MyFitnessPal believes food should nourish and be enjoyed, however, we acknowledge that relationships with food are not always so simple.
Eating behaviors are shaped by a number of factors, including biological, behavioral, emotional, psychological, interpersonal, and social influences that can have powerful effects on how we think about and connect with food. These factors can either influence eating behaviors in a healthy way or contribute to problematic or disordered, eating behaviors.
Struggling with Food or Exercise Issues?
Take a free and confidential online eating disorder screening here or see the "Seeking Help" section below.
What Healthy Eating Looks Like
- Eating a variety of foods
- Enjoying food without guilt or anxiety
- Eating when physically hungry
- Eating until satisfied, but not overly full
- Enjoying treats and comfort foods on occasion
Signs of Problematic Eating
- Recurring episodes of under or overeating
- Eating in response to emotions instead of hunger
- Eating to a point of physical discomfort
- Preoccupation or distress regarding weight and frequent comparison to others
- Inappropriate behaviors to compensate for eating such as self-induced vomiting, misuse of laxatives, diuretics, enemas, fasting, or excessive exercise
Types of Eating Disorders & Symptoms
While eating disorders may first appear to be weight-focused, food can also become a coping mechanism for feelings or emotions that may otherwise seem overwhelming.
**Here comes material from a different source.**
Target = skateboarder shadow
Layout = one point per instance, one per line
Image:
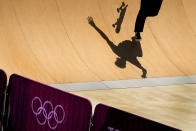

Over time, these behaviors will damage an individual’s physical and emotional health, self-esteem, sense of confidence, and control.
Binge Eating Disorder (BED): Characterized by repetitive, uncontrolled eating of large amounts of food in a short period of time, without behaviors to prevent weight gain. People who suffer from BED may frequently experience feeling out of control when eating––they may eat when not hungry or in response to emotions, eat to the point of discomfort or eat alone out of shame for their behavior. Binge-eating is sometimes, but not always, associated with obesity. Learn more
Anorexia Nervosa (AN): Characterized by restrictive eating (such as fasting or extreme dieting) that leads to weight loss. Compulsive exercise routines and other persistent behaviors may also be taken to prevent weight gain or promote further weight loss. Those suffering from AN commonly exhibit an intense fear of weight gain and/or an obsession with weight. Some sufferers of AN may also show an obsession with athletic performance and engage in strenuous exercise and dieting to an unhealthy extent. Learn more
Bulimia Nervosa (BN): Characterized by frequent episodes of consuming large amounts of food, feeling a lack of control over eating, and followed by behaviors to prevent weight gain. These behaviors include but are not limited to 1) self-induced vomiting, 2) abusing laxatives, diet pills, diuretics, or enemas, 3) fasting and/or 4) compulsive exercising. People suffering from BN may also exhibit an intense fear of gaining weight. Learn more
Eating Disorder Not Otherwise Specified (EDNOS): Includes feeding or eating disorders that cause significant stress or impairment, but does not meet the criteria for the eating disorders explained above. Disordered eating presents in many different ways. Learn more
Eating disorders affect people of every age, race, gender, culture, and socioeconomic status. Much like the individuals they affect, they are unique and complex, and may not fall into a clear category. If you are concerned about your eating and exercise habits, or thoughts and emotions surrounding food, physical activity, and body image, or if you’re concerned about a friend or loved one, we urge you to seek help. If you're seeking help outside of the US, see our Global Eating Disorder Support section below.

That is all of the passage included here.